Among scientists, there is no doubt humans are responsible for climate change. One of the few remaining doubters is Sen. James Inhofe (R-OK).
In his last week as chair of the Senate Environment & Public Works Committee, Inhofe said goodbye “with a final hearing aimed at spanking the press for its coverage of climate change.” A few lowlights from Inhofe’s hearing:
- Inhofe: “Poorly conceived policy decisions may result from the media’s over-hyped reporting. Much of the mainstream media has subverted its role as an objective source of information on climate change into the role of an advocate. … Rather than focus on the hard science of global warming, the media has instead become advocates for hyping scientifically unfounded climate alarmism.”

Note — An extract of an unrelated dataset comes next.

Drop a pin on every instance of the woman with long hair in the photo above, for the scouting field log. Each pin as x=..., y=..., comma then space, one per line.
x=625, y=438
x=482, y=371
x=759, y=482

- Dan Gainor, Director, Business & Media Institute: “We’re here to discuss the media coverage of the climate change debate. But there’s only one problem, there is almost none of that debate actually in the media. … This goes against the basic tenets of journalism to be skeptical of all sides of an issue.
- Dr. David Deming, University of Oklahoma: “There is an overwhelming bias today in the media regarding the issue of global warming. In the past two years, this bias has bloomed into an irrational hysteria. … As a result, the public has become vastly misinformed on this and other environmental issues.”
The media does deserve to be criticized for its climate change coverage; for years, reporters have tried to show “journalistic balance” by injecting more doubt than can be supported by scientific evidence. The media watchdog FAIR explains why the concept of “fairness” applies differently to scientific issues than it does to political issues:
The professional canon of journalistic fairness requires reporters who write about a controversy to present competing points of view. When the issue is of a political or social nature, fairness – presenting the most compelling arguments of both sides with equal weight – is a fundamental check on biased reporting. But this canon causes problems when it is applied to issues of science. It seems to demand that journalists present competing points of view on a scientific question as though they had equal scientific weight, when actually they do not.
Journalists have long inserted doubt into their reporting on climate change. A FAIR study found that between 1988 and 2002, “53 percent of articles in the mainstream media” cast doubt on global warming science.